EXIT of the Day: EXIT 13N in CT I-95n to; Post Road, Norwalk, Darien in CT
Once a trail for Native Americans, The Boston Post Road is part of ancient mail-delivery route between New York City north to Boston, Massachusetts. While intermittently called the King’s Highway, the current Route 1 is signed predominantly as the Post Road and it runs along and at times under Interstate 95. The Post Road was for 200 years the first major road in the United States — but its roots go back to a time many thousands of years ago.
Even in pre-colonial times 400 years ago, speed of correspondence was an important priority. Many Native Americans' Trails which tended to be the straightest line between two points, laid the way for huge Interstates like the I-95 North from Florida to Maine or the I-80 West from the George Washington Bridge in Jersey all the way out to San Francisco, California.
Between New York City and Boston there are actually 3 Post Roads. The so-called Lower Boston Post Road runs along the coast from New York to Boston via Providence. Some portions were originally called the Pequot Indians’ Path.
The trail had been in use by Native Americans long before Europeans arrived. Some of these important native trails were in many places as narrow as two feet. Even more telling, due to the popularity of its pre-European use, it was single rutted at places to a depth of 2 feet or more.
Prior to being used by Native Americans, many trails were game paths. Such game trails go back to times before history. So very likely, long extinct animals like Ice Age Mammoths and Saber-tooth tigers walked here along the edge of a glacier literally one thousand feet high.
Quick "Fast Fact": with all the seawater frozen up in glaciers the coastline of Connecticut was about 150 miles further east along what today fishermen know as the drop or the continental shelf. So you would not see Long Island Sound along I-95 as it is today. We would be well inland.

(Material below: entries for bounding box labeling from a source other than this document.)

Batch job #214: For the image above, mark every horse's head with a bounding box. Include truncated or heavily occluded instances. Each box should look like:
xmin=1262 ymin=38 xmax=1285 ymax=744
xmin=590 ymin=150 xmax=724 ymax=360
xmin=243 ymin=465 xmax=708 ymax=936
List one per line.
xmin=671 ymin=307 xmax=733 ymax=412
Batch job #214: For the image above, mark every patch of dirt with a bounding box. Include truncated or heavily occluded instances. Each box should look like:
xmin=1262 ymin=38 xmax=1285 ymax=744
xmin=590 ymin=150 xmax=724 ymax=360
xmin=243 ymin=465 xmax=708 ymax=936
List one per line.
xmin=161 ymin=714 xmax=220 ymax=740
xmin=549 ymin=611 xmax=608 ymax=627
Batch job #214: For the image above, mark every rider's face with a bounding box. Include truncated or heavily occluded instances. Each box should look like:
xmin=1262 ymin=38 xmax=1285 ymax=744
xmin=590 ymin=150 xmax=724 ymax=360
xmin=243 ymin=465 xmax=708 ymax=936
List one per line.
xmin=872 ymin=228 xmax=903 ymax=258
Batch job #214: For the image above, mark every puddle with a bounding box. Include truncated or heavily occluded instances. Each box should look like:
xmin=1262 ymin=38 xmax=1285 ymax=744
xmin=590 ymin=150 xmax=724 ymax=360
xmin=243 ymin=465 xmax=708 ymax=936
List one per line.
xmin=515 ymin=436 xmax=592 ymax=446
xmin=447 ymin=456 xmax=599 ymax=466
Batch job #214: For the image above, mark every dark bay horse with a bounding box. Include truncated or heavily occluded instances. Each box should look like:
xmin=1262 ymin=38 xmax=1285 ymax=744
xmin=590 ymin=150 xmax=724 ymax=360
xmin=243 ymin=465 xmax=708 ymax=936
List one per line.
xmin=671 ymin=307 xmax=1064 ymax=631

Fast Forward to July 1775. The usual old saw about “George Washington slept here” is true all along the Old Post Road. He galloped up it to aid the Bostonians fight off the British and then galloped back south to do the same at New York City and Trenton New Jersey. In fact Washington crossed and re-crossed your path maybe 100 times between here and Boston or New York! Talk about crossing paths with history!
The Post Road is famous for carved rock milestones that date from 1734. Many of these mile distant milestones survive to this day. There are several in the neighboring towns of Darien, Westport, and upcoming Fairfield. Ben Franklin was said to originate the idea for these stone carvings set precisely one mile apart. Milestones were measured from the intersection of Broadway, NYC and Wall Street, New York (one block west of Federal Hall) and from the old Boston city-line on Washington Street, near the present-day Massachusetts Turnpike.
Ben Franklin was the first Postmaster General. Franklin who lived from 1706 to 1790, created many aspects of today’s mail system. Some of Old Ben's contributions were to standardize postage rates as well as to promote regular service to civilians. More urgently, he created relays of correspondence to the Continental Army from the Congress during the Revolutionary War -- perhaps the first Priority Mail Express Service.
Building onto the existing King's Roads, Franklin set up new, more efficient routes including creating Post Roads which cut delivery time in half between Philadelphia, Pennsylvania and New York. Like the Pony Express 90 years later, his mail wagons travelled both day and night via relay teams. Finally, until Franklin came along, there were no post offices nor home delivery. Mail was typically left at your local tavern!
Final thought: given the historical importance of taverns in mail delivery, maybe if the mailman today delivered booze along with our bills, we would use the U.S. Mail more often!